The approach starts with data collection. Over the last decade, industry associations, technology vendors, and national statistical offices have all tracked robotics adoption in manufacturing, as well as software automation in services. Linking this adoption data to ISIC-coded sectors lets analysts spot which areas are leading the way. Sometimes, the results align with intuition—automotive plants or electronics assembly. Other times, they reveal quieter revolutions, like in logistics, agriculture, or back-office finance.

 

But measuring robots alone is not enough. The bigger question is what happens to jobs and wages as automation ramps up. For that, you need to correlate robotics adoption with employment and wage trends by ISIC code, not just at a national level, but as granularly as the data allows. Some sectors see jobs disappear, others shift or specialize, and still others actually add employment as productivity boosts output or new roles emerge to support and maintain the machines.

 

Patterns can be surprising. In some manufacturing segments, a surge in robotics corresponds to falling headcount but rising average wages—a sign that routine tasks are being automated while skilled roles become more valuable. In sectors like ISIC 6201, employment may grow even as automation expands, because the demand for digital skills outpaces what automation can replace. The story isn’t simple, and it rarely fits a single narrative of job loss or gain.

 

One concrete example: in a recent analysis of ISIC 2811, the number of robots per 1,000 workers doubled in just five years, but total employment dropped only slightly, while the share of technical and supervisory jobs increased. Meanwhile, ISIC 6201 saw a proliferation of automated testing and deployment tools, yet the total number of programmers continued to rise, driven by the relentless need for new applications and services.

 

Of course, data is never perfect. Company-level reporting can lag, sector definitions evolve, and many forms of automation—especially software—don’t get neatly tracked in the same way as hardware. Analysts have to be careful, triangulating findings with industry surveys, wage data, and, when possible, interviews with firms and workers.

 

But even with these limitations, the exercise matters.

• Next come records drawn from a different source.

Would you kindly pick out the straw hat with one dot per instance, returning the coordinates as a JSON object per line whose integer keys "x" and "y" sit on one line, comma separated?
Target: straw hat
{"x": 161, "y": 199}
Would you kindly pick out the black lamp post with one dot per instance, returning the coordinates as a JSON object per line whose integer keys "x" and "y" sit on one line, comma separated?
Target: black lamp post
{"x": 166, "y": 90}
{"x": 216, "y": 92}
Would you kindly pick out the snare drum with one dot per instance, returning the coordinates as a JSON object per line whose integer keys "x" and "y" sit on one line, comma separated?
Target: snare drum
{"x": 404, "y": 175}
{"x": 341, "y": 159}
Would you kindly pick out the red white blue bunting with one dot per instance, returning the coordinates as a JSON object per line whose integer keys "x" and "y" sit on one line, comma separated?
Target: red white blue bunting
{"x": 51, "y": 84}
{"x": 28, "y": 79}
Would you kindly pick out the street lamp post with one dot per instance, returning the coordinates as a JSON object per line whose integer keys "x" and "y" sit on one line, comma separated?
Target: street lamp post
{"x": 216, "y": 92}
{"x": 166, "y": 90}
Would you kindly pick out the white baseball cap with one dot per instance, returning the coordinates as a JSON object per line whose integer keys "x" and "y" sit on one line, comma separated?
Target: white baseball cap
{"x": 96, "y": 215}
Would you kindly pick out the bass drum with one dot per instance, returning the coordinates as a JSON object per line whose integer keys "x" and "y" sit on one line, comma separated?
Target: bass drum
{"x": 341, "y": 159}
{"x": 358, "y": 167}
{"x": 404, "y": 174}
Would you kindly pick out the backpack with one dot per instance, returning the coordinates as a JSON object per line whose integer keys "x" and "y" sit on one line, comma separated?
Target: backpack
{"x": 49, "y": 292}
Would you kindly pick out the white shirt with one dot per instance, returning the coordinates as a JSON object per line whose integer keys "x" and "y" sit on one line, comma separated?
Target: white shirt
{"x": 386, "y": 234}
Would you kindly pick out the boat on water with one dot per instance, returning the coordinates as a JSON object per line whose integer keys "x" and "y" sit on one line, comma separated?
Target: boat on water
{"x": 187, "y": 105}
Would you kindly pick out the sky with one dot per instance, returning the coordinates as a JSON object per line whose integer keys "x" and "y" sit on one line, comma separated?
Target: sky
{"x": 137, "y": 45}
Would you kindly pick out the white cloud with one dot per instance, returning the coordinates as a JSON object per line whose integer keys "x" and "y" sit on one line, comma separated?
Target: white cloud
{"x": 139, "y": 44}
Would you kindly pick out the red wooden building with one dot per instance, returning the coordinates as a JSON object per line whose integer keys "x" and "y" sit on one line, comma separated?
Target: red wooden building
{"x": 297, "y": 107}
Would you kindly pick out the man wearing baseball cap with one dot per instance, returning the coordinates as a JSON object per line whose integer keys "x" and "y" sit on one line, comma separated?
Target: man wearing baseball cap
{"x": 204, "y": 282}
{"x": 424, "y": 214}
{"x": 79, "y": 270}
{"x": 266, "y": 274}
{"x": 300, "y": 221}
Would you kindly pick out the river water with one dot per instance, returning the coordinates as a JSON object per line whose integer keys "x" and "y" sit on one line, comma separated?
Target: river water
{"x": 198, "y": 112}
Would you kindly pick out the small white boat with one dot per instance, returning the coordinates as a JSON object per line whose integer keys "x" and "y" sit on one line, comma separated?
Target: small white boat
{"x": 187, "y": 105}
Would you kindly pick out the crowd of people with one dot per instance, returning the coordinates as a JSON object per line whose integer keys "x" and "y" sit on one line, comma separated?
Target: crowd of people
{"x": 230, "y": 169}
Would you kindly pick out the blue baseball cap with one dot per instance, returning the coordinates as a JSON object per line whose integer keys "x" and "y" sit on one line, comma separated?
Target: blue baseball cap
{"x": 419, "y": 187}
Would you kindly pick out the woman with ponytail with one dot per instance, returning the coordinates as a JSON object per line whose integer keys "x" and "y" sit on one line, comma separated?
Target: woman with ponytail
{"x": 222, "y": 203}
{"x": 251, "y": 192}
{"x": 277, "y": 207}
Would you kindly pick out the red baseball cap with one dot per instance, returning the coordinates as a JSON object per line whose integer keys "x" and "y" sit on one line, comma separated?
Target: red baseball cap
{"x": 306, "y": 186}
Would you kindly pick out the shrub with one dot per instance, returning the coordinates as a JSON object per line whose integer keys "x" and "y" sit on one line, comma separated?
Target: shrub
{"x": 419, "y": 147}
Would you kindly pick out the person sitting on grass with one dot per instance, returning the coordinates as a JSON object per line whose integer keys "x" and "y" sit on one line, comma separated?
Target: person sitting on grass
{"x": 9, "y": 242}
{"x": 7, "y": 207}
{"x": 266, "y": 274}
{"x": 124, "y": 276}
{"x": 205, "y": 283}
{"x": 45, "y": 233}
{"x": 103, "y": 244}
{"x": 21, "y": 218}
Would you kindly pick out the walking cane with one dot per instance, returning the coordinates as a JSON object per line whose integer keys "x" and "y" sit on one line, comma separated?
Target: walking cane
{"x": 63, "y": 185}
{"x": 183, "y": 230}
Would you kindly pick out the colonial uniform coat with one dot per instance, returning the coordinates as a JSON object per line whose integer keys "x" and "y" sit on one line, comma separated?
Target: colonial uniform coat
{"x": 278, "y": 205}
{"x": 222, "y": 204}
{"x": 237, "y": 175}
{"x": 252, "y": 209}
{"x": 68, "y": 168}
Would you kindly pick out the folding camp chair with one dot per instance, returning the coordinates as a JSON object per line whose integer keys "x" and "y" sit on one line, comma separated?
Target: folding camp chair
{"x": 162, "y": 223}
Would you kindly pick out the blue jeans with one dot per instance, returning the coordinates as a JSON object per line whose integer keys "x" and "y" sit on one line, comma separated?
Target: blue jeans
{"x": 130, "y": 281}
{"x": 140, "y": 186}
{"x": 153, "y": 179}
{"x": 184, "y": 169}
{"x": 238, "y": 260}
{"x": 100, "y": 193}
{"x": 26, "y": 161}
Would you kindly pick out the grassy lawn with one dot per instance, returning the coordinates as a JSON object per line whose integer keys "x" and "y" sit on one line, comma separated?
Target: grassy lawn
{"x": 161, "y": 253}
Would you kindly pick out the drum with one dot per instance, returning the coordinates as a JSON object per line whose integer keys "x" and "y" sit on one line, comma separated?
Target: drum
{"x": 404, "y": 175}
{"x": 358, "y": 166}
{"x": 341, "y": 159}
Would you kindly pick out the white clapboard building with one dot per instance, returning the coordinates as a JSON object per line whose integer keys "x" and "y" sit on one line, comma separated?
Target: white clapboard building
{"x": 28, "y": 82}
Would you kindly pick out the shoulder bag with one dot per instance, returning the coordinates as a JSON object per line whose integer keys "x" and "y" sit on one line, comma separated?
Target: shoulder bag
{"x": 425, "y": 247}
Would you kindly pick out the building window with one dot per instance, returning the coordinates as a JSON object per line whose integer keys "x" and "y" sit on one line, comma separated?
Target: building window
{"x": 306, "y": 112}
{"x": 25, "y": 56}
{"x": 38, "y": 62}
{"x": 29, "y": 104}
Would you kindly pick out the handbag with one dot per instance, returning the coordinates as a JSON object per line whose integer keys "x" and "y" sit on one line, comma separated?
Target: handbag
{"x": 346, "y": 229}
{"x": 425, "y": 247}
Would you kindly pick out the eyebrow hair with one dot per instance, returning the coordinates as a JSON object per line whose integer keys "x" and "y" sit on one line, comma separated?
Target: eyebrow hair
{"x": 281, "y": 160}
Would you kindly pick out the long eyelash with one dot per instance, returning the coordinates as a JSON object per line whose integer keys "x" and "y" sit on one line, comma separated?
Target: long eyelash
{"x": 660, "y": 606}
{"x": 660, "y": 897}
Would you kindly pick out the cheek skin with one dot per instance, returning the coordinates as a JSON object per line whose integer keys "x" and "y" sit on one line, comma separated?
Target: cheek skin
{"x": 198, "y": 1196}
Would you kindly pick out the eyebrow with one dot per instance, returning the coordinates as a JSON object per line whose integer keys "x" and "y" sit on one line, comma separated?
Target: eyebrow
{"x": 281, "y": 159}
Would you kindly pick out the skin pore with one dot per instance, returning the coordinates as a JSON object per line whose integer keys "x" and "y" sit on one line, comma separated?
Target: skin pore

Mapping automation’s impacts through the discipline of ISIC coding brings much-needed clarity. It makes it possible for policymakers, educators, and businesses to focus reskilling programs where they’re actually needed, to anticipate which communities might be at risk, and to think creatively about where the next wave of opportunity might emerge.

 

In the end, the story of automation isn’t one of inevitability, but of choices—made more visible when we take the time to see the data in all its sectoral specificity. ISIC codes, though never perfect, offer the scaffolding for that vision, turning vague anxieties about the future of work into something that can be measured, debated, and, ultimately, managed.